Porém, em sede de embargos, a SDI-1 decidiu que: “por unanimidade, conhecer do recurso de embargos por divergência jurisprudencial e, no mérito, pelo voto prevalente da Presidência, dar-lhe provimento para reconhecer como válidos os instrumentos coletivos que estabeleceram como prazo para o pagamento dos salários o dia 16 do mês subsequente ao trabalhado, excluindo-se da condenação o pagamento de diferenças a título de correção monetária em razão do desrespeito ao prazo previsto no artigo 459, §1º, da CLT, vencidos os Exmos. Ministros João Oreste Dalazen, Lelio Bentes Corrêa, Augusto César Leite de Carvalho, José Roberto Freire Pimenta, Delaíde Miranda Arantes e Alexandre de Souza Agra Belmonte.”
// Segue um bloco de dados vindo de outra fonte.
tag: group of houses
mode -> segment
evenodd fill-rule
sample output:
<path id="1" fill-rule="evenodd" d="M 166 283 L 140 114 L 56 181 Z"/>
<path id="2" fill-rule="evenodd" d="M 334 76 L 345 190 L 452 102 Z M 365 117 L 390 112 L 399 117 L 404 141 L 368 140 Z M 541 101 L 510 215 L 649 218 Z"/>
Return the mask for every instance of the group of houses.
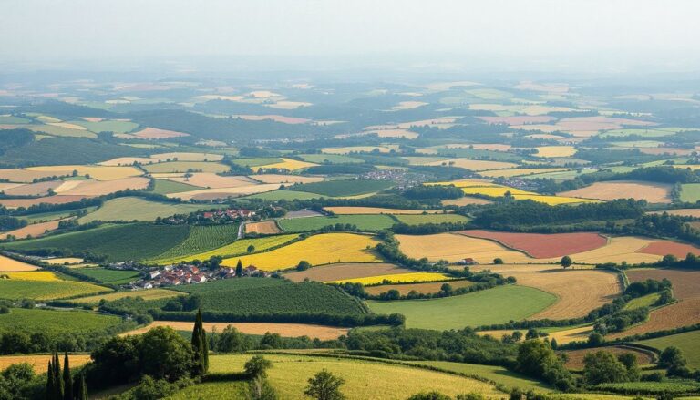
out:
<path id="1" fill-rule="evenodd" d="M 250 265 L 243 268 L 242 276 L 262 277 L 270 276 L 269 272 L 260 271 Z M 155 268 L 143 272 L 139 281 L 131 282 L 129 289 L 152 289 L 165 286 L 179 286 L 182 284 L 204 283 L 208 281 L 220 279 L 231 279 L 236 277 L 236 269 L 221 267 L 217 270 L 205 270 L 193 264 L 180 263 L 166 265 L 163 268 Z"/>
Diante da decisão apertada, eu até gostaria de colocar um pouco do voto de cada ministro, mas eles ainda não foram disponibilizados. Em todo caso, vale o dito, para resumir bem, na notícia do TST.
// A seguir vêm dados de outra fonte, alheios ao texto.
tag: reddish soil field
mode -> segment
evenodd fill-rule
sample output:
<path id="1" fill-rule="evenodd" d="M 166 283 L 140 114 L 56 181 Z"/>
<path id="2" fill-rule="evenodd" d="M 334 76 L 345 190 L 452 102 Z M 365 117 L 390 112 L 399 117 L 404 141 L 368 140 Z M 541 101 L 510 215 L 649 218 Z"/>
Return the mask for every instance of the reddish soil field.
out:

O relator Min. Renato de Lacerda Paiva, entendeu válida a norma coletiva. Segundo ele “Não há como se desconsiderar a particularidade contida no instrumento normativo pactuado entre as partes”. O ministro Vieira de Mello, que seguiu o relator, ressaltou que, embora o TST seja uma corte de uniformização, “é necessário que se observem as particularidades caso a caso” – o chamado distinguishing.”.

O argumento dos que divergiram se pautou no art. 459 da CLT. Segundo o ministro João Oreste Dalazen, a data de pagamento está entre as medidas de proteção aos salários, e as dificuldades pelas quais passam os empregadores públicos não justificam a ampliação do prazo para o pagamento dos salários mesmo por norma coletiva. Ademais, para os ministros Lelio Bentes Corrêa, Augusto César de Carvalho, José Roberto Freire Pimenta, Delaíde Miranda Arantes e Alexandre Agra Belmonte “o artigo 459, parágrafo único, da CLT é norma expressa de proteção ao trabalhador, e não pode ser flexibilizada por negociação coletiva.”

Nas palavras do ministro Presidente, o TST “não pode decidir sem pensar nas consequências sociais e econômicas” de suas decisões. “Certamente o acordo foi firmado para evitar o colapso da entidade, e, ao decidir de forma contrária, estaremos empurrando o hospital para insolvência”, afirmou. Trata-se, para ele, de um caso “excepcionalíssimo”, uma vez que “não se pode fazer por meio de instrumentos normativos, indiscriminadamente, a dilatação do prazo de pagamento de salários”.

Meus queridos, particularmente, quem vos escreve, data venia, se entristece com a decisão do excelentíssimo ministro. Além disso, desacredita nas boas intenções do capital, pois delas o inferno está cheio.

No mais, apesar da excepcionalidade do caso e da sua “destinguibilidade”, acho que ele abre espaço para decisões contrárias aos direitos legal e constitucionalmente garantidos aos trabalhadores.

Eu trouxe esse caso exatamente por isso: pela divergência levantada e a decisão que eu considero, mesmo com todas as justificativas jurídicas e racionais, injusta, pois resultou na elevação do princípio da continuidade da empresa e não da proteção ao trabalhador.